まだ誰も手に入れてない技術を、優斗が持っている。ただのガラクタ職人だと思っていたのに。……これほどまでに知的欲求を刺激される物だったなんて。
「一瞬やで。目を皿のように見開いときぃや」
「うん」
ぎゅ、と優斗の腰に手を回す。そして──
突然視界が狭くなったかと思うと、打ち上がった花火の上空に移動している事に気が付く。

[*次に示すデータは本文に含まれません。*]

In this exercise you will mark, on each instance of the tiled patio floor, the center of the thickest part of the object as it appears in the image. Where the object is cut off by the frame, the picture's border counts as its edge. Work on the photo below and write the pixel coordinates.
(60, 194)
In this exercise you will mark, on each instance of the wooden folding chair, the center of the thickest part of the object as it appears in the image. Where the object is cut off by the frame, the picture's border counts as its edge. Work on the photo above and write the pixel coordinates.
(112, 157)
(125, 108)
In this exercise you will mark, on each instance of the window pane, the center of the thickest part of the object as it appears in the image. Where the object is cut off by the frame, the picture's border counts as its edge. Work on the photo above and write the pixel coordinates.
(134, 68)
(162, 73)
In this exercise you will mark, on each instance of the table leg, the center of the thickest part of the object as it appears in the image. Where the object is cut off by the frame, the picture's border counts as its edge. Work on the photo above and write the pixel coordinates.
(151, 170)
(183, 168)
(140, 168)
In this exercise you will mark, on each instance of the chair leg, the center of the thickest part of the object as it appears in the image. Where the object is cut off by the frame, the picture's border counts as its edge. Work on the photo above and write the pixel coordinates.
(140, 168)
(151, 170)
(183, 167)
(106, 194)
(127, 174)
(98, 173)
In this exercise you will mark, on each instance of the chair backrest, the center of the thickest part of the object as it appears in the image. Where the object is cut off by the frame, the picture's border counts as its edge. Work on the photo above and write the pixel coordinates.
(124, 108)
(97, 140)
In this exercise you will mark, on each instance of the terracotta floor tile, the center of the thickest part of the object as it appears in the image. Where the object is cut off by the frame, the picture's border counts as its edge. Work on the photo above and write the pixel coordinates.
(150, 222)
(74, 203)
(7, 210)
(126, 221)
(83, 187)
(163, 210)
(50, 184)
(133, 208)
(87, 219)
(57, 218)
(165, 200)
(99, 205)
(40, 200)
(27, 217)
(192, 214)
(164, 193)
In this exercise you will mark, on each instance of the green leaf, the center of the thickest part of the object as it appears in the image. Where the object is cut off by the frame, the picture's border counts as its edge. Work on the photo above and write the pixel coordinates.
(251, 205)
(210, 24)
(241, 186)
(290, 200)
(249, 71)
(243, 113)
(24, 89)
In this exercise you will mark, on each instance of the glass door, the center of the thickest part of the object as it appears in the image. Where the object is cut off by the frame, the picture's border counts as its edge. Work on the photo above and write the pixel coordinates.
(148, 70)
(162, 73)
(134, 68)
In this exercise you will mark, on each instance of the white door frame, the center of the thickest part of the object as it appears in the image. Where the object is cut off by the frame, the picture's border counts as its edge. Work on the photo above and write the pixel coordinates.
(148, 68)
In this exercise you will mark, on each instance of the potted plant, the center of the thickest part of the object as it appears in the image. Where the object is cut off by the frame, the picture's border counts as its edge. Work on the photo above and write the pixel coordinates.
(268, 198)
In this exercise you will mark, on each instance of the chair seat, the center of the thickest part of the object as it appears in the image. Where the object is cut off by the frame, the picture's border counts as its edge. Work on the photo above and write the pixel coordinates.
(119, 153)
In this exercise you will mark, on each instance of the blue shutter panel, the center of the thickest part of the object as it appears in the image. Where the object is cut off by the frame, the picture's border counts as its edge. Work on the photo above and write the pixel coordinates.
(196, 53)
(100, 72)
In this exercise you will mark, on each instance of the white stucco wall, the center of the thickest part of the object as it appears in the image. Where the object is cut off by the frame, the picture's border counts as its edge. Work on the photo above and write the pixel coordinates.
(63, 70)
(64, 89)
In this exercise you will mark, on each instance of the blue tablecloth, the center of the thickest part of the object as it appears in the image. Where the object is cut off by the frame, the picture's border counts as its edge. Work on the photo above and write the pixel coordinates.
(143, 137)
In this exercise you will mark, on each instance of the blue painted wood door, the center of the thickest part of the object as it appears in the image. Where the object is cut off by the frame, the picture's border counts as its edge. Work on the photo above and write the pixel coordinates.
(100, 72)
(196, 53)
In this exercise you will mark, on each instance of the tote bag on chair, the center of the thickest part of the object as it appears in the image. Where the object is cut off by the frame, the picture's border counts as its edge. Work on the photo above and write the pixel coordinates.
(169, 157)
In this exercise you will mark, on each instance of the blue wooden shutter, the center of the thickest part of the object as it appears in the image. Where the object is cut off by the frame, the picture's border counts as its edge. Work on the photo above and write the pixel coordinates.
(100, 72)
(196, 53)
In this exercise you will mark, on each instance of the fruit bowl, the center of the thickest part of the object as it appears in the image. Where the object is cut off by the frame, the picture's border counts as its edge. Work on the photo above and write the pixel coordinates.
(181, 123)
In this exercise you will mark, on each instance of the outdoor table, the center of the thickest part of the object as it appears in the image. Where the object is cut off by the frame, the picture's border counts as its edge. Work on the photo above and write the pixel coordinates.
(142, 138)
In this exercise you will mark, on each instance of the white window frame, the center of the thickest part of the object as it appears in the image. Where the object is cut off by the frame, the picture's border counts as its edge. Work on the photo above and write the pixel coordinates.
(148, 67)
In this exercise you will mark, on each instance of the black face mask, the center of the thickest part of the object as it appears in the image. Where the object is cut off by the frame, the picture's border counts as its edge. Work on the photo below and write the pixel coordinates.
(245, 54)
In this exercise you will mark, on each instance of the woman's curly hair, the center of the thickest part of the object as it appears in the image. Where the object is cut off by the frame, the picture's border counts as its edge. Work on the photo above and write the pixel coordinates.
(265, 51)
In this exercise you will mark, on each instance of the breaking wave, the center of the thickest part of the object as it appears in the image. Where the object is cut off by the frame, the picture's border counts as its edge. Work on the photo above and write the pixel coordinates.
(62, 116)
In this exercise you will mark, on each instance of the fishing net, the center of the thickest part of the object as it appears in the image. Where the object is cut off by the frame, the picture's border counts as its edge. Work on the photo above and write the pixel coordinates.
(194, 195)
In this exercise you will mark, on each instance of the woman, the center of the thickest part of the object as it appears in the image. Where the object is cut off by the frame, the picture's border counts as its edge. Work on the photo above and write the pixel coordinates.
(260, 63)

鼓膜が破けるかと思うくらいの爆発音。火薬の臭いが、すぐ近くまで漂っていた。
「えっ……!」
言われた通り、一瞬だった。『速い』なんてものではない。気が付いたら花火を見下ろしている。
反動もなし。風圧もなし。音もなし。上空だというのに、寒くもない。踊るように動いているのは、ただただ自分の心臓のみ。
どこから見ても丸い花火。ただ流れていく方向が違うだけで、これほどまでに幻想的だとは。
「ど、どうなってるの……?」
「はは。どうや、特等席や」
現代の技術では考えられないものを見せつけられて、透花は絶句するしかなかった。
ちょうどフィナーレらしく、音楽に合わせて炎たちが踊っている。
究極の火遊び。色とりどりに咲き乱れる花に照らされた透花の顔は、恍惚な表情で瞬いていた。
花火が終わってしばらく、中毒性のある地上の星たちを眺めて彼女は深くため息をついてしまった。
優斗の事を信じる事が出来ていなかった事に猛省。こんなにも素晴らしいものを作り上げていたなんて。